Muscle metabolic defects have been suspected as contributors toward the pathogenesis of DM. Recent studies have suggested that cellular/molecular mechanisms underlying reduced insulin sensitivity in skeletal muscle of both DM1 and DM2 may be more complex that has been appreciated. Specifically, prior findings suggested that perturbations of post-INSR signaling may be a key factor in development of insulin resistance (Renna et al., 2017). A new publication builds on these data to better establish the link between DM splicopathy and the development of insulin resistance and skeletal muscle atrophy.
Linking DM Molecular Biology to Metabolic Dysfunction
Drs. Laura Renna, Giovanni Meola, and Rosanna Cardani and colleagues (IRCCS-Policlinico San Donato and University of Milan) investigated events downstream from DM-associated mis-splicing of the insulin receptor (INSR) to identify pathways underlying insulin resistance and skeletal muscle wasting (Renna et al., 2019). Specifically, the team asked whether a lack of insulin pathway activation could contribute to skeletal muscle atrophy. Dr Renna was the recipient of an MDF Fellowship in support of this work.
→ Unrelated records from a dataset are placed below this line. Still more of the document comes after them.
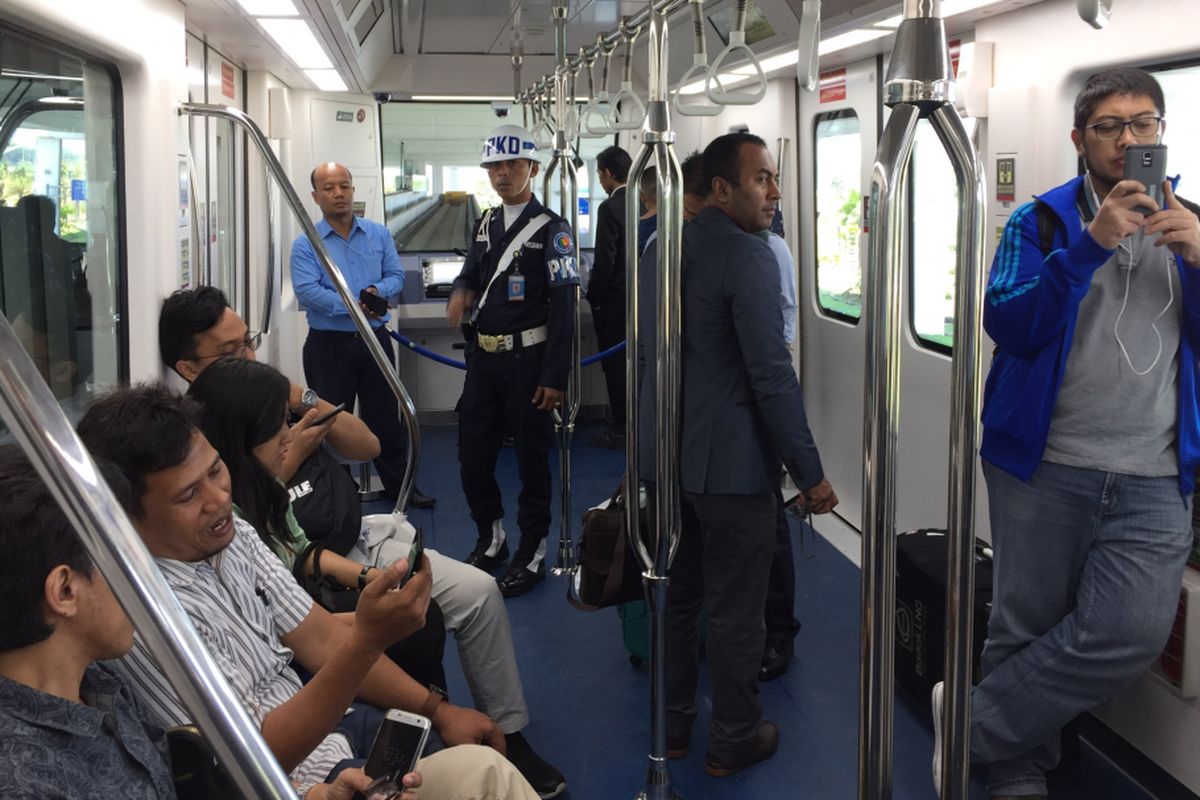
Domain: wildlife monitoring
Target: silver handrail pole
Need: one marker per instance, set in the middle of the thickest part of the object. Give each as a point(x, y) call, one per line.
point(964, 451)
point(664, 517)
point(563, 164)
point(919, 84)
point(43, 432)
point(881, 290)
point(335, 275)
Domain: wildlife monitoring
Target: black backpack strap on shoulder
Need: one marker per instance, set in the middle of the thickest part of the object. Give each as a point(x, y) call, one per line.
point(1047, 224)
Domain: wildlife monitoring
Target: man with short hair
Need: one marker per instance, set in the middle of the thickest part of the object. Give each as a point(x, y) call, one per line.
point(519, 283)
point(1091, 439)
point(736, 434)
point(336, 362)
point(325, 504)
point(606, 286)
point(255, 618)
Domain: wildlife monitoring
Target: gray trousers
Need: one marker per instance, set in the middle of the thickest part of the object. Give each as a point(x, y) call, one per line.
point(474, 614)
point(721, 565)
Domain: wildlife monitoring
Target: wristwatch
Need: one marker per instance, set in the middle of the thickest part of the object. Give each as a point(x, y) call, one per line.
point(307, 402)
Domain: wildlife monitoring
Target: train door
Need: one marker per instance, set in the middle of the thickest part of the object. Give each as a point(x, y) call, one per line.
point(61, 278)
point(217, 167)
point(838, 132)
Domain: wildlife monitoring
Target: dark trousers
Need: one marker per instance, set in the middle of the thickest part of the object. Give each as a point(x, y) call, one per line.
point(721, 566)
point(339, 366)
point(610, 324)
point(780, 615)
point(497, 397)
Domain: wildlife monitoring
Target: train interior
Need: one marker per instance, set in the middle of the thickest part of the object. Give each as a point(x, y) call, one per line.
point(117, 187)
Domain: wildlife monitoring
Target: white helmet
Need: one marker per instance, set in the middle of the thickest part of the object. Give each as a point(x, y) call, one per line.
point(508, 142)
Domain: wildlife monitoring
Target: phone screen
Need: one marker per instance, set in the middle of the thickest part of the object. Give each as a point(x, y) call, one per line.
point(397, 746)
point(414, 557)
point(1147, 163)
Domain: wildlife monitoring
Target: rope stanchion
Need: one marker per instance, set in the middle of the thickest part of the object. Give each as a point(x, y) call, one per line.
point(619, 347)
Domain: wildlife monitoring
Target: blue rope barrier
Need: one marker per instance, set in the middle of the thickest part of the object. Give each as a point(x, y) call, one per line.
point(461, 365)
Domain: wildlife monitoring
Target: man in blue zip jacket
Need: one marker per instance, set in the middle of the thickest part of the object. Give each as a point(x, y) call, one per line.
point(1091, 439)
point(519, 282)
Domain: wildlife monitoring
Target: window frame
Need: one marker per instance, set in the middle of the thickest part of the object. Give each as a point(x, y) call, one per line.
point(832, 313)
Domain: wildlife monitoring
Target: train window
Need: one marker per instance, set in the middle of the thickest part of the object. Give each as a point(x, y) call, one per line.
point(61, 283)
point(1180, 86)
point(432, 179)
point(839, 203)
point(934, 235)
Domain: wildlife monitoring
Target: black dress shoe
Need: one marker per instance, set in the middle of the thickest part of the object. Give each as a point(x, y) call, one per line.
point(775, 660)
point(481, 560)
point(520, 579)
point(545, 780)
point(419, 499)
point(761, 747)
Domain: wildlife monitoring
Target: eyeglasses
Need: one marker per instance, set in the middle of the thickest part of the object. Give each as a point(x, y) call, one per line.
point(247, 344)
point(1144, 127)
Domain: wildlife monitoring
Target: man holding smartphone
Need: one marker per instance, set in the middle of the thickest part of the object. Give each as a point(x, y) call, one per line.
point(336, 362)
point(1091, 438)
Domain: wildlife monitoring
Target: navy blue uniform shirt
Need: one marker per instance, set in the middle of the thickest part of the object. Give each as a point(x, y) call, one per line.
point(546, 263)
The research team evaluated muscle biopsies from 8 DM1 and 3 DM2 genetically confirmed patients enrolled in a national registry. Biopsies were assessed for muscle fiber type and morphometrics, insulin receptor protein expression, INSR alternative splicing, and signaling pathway response to insulin stimulation.
Skeletal muscle atrophy was detected in nearly all DM1 (type 1 and/or type 2 fiber atrophy) and DM2 (type 2 fiber atrophy) patients. In contrast to the pattern seen in controls (including samples from unaffected controls, motoneuron disease, and type 2 diabetics), RT-PCR analysis showed predominance of the fetal insulin receptor isoform transcript in both types of DM. When examined by fiber type, DM skeletal muscle exhibited a lower expression of insulin receptor protein than all controls for type 1 (slow oxidative) muscle fibers. The team found a negative correlation between type 1 fiber insulin receptor protein level and level of fetal insulin receptor transcript.
A means of assessing insulin pathway activation was identified and validated by the research team. Their results showed that defective activation of insulin signaling led to lower activation of mTOR accompanied by increases in MuRF1 and Atrogin-1/MAFbx expression—all key regulators known to act through insulin signaling to modulate skeletal muscle mass.
Modeling the Impact on Skeletal Muscle in DM
Taken together, these findings further advance understanding of the linkage between insulin receptor mis-splicing, metabolic dysfunction, and skeletal muscle atrophy. In terms of the insulin receptor, predominance of the fetal insulin receptor isoform in DM was observed, and an overall reduction in insulin receptor protein level in DM skeletal muscles was linked to reductions in receptor expression in type 1 fibers.
Based on these data, the research team suggests that reduced insulin receptor levels are responsible for the observed defect in insulin pathway activation in DM and a metabolic imbalance in protein synthesis/degradation—these, in turn, indicate a potential link to skeletal muscle weakness and atrophy, but causality has not yet been established.
Finally, another recent publication (Vujnic et al., 2018) expands upon this theme of metabolic dysfunction in DM, reporting an increased incidence of metabolic syndrome (i.e., co-occurrence of at least 3 of 5 symptoms: central obesity, high blood pressure, high blood sugar, high serum triglycerides, and low serum high-density lipoprotein) in DM2. Thus, there’s a clear case for increased research and patient management efforts directed toward metabolic dysfunction in DM.
Receptor and post-receptor abnormalities contribute to insulin resistance in myotonic dystrophy type 1 and type 2 skeletal muscle.
Renna LV, Bosè F, Iachettini S, Fossati B, Saraceno L, Milani V, Colombo R, Meola G, Cardani R.
PLoS One. 2017 Sep 15;12(9):e0184987. doi: 10.1371/journal.pone.0184987. eCollection 2017.
Aberrant insulin receptor expression is associated with insulin resistance and skeletal muscle atrophy in myotonic dystrophies.
Renna LV, Bosè F, Brigonzi E, Fossati B, Meola G, Cardani R.
PLoS One. 2019 Mar 22;14(3):e0214254. doi: 10.1371/journal.pone.0214254. eCollection 2019.
Metabolic impairments in patients with myotonic dystrophy type 2.
Vujnic M, Peric S, Calic Z, Benovic N, Nisic T, Pesovic J, Savic-Pavicevic D, Rakocevic-Stojanovic V.
Acta Myol. 2018 Dec 1;37(4):252-256. eCollection 2018 Dec.